Revisi UU Kejaksaan Ancam Independensi Penegakan Hukum


Jakarta, MI - Praktisi hukum dan politik, Bambang Riyanto, menyoroti perubahan dalam Undang-Undang Nomor 11 Tahun 2021 tentang Kejaksaan. Bambang Riyanto menggarisbawahi Pasal 8 ayat 5, yang menyatakan bahwa pemeriksaan terhadap jaksa harus mendapat izin dari Jaksa Agung.

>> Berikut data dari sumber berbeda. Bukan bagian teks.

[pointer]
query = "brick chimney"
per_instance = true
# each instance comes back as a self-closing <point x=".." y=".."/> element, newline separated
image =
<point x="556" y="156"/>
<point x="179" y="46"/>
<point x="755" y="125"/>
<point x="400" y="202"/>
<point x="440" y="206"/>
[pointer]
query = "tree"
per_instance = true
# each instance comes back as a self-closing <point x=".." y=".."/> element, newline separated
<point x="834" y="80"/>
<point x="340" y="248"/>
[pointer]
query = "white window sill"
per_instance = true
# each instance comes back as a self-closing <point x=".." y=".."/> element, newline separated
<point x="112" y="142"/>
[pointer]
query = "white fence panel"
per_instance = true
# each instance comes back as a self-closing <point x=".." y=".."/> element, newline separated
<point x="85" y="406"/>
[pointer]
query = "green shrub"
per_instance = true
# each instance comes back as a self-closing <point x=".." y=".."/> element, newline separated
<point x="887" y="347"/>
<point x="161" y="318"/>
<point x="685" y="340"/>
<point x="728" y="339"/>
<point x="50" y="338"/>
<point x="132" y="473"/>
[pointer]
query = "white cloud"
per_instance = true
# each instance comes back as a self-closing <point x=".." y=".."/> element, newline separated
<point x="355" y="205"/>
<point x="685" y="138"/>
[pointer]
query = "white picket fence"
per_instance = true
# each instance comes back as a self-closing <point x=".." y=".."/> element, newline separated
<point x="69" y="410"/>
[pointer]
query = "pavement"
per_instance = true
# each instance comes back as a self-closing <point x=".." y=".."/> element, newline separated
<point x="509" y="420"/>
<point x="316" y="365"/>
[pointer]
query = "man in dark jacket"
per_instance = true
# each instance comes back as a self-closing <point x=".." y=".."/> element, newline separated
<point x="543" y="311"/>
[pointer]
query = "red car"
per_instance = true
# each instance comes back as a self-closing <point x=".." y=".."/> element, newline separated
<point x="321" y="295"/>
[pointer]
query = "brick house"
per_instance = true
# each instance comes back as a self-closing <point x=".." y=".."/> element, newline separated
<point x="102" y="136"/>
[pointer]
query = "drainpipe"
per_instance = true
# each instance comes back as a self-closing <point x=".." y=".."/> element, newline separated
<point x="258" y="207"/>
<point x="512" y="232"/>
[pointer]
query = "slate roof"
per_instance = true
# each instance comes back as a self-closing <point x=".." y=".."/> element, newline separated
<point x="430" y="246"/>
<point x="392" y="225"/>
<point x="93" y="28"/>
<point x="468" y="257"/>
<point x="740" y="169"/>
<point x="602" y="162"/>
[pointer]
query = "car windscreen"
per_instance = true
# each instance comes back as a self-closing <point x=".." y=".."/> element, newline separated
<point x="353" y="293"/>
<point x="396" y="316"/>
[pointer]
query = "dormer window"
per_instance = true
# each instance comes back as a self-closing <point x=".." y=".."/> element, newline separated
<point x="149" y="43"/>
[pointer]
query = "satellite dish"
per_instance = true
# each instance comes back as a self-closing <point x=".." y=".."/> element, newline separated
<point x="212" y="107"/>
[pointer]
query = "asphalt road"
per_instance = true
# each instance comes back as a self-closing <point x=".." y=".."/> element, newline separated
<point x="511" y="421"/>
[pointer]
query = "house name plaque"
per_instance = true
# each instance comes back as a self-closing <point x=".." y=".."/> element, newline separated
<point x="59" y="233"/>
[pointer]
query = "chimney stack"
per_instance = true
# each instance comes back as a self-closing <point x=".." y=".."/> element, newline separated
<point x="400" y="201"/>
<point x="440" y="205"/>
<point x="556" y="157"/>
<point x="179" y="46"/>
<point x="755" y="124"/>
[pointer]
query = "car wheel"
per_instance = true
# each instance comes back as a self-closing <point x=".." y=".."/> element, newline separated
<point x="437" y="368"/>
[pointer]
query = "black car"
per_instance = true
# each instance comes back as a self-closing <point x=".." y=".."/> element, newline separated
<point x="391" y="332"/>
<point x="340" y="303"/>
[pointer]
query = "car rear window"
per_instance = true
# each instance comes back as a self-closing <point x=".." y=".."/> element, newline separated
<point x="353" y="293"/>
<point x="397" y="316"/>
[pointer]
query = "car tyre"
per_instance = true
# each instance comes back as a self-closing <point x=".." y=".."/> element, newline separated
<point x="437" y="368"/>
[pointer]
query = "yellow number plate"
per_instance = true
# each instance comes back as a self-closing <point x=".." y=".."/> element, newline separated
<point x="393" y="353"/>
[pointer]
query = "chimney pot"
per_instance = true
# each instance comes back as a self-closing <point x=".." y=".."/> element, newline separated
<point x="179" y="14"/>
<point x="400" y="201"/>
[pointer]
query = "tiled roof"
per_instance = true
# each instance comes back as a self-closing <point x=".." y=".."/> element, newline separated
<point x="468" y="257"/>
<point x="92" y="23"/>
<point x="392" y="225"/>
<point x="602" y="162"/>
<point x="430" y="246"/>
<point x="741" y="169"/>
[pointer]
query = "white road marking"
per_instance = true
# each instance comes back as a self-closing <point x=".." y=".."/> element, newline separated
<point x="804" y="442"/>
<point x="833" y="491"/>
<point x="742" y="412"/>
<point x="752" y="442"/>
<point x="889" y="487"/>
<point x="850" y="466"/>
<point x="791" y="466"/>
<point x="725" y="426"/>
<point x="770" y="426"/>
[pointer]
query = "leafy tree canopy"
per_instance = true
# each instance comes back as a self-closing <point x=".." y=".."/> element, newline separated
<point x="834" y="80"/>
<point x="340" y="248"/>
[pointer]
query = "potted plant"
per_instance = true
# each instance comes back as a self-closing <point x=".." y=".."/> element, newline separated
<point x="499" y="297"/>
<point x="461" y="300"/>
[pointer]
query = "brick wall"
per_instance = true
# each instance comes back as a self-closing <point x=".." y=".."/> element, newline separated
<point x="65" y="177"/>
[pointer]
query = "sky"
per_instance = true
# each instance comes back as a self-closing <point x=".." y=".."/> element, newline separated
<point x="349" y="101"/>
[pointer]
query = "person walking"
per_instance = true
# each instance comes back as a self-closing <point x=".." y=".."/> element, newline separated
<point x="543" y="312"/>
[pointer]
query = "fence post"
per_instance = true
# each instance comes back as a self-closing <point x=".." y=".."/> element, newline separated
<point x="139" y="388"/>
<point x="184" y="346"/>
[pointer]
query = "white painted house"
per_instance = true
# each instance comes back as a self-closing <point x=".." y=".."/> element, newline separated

"Ada beberapa poin dalam revisi yang sangat penting untuk dikaji ulang. Salah satunya Pasal 8 ayat 5 yang menyatakan bahwa pemeriksaan terhadap jaksa harus mendapat izin dari Jaksa Agung," kata Bambang dalam diskusi bertajuk "Kejaksaan Superbody dan Ancaman Kekuasaan Absolut" yang diselenggarakan di Gedung Theater Prof. Qodri Azizy ISDB, Fakultas Syariah & Hukum, UIN Walisongo, Semarang dikutip pada Senin (24/3/2025).
Bambang menilai aturan ini berpotensi menghambat transparansi dan menurunkan akuntabilitas kejaksaan. "Ini bisa berdampak pada independensi dan akuntabilitas dalam proses hukum," kata Bambang.
Selain itu, Pasal 11A ayat 2 terkait rangkap jabatan juga dikhawatirkan dapat memicu konflik kepentingan. Sementara itu, Pasal 30B huruf b, yang memberikan wewenang kepada Kejaksaan untuk menciptakan kondisi yang mendukung pelaksanaan pembangunan, dinilai terlalu luas sehingga berisiko disalahgunakan.
Pasal 30B huruf e, yang mengatur pengawasan terhadap multimedia, turut menjadi sorotan karena dinilai bisa membatasi kebebasan berekspresi di ruang digital. Polemik juga muncul terkait perluasan kewenangan kejaksaan dalam revisi ini, termasuk pemberian senjata api bagi jaksa untuk keperluan perlindungan diri.
Meski dimaksudkan untuk meningkatkan keamanan, kebijakan ini menuai kekhawatiran karena dinilai berpotensi disalahgunakan jika tidak diimbangi dengan mekanisme kontrol yang ketat.
Menanggapi berbagai kritik, Kejaksaan Agung menegaskan bahwa revisi UU Kejaksaan bertujuan untuk memperkuat peran institusi tersebut dalam mengendalikan perkara atau dominus litis.
Kepala Pusat Penerangan Hukum (Kapuspenkum) Kejagung, Harli Siregar, menjelaskan bahwa konsep dominus litis merupakan standar universal yang diterapkan di berbagai negara.
"Dominus litis itu norma yang berlaku secara universal di seluruh dunia. Apakah kita ingin meninggalkan prinsip fundamental ini?" kata Harli.
Ia juga mengajak masyarakat untuk menelaah revisi UU Kejaksaan secara objektif serta tidak mudah terpengaruh oleh narasi yang menyudutkan institusi tersebut.
Meskipun Kejaksaan Agung menegaskan bahwa revisi ini bertujuan untuk memperkuat sistem hukum, berbagai pihak tetap mendesak agar ada kajian lebih mendalam agar perubahan tersebut tidak justru mengancam prinsip keadilan dan demokrasi.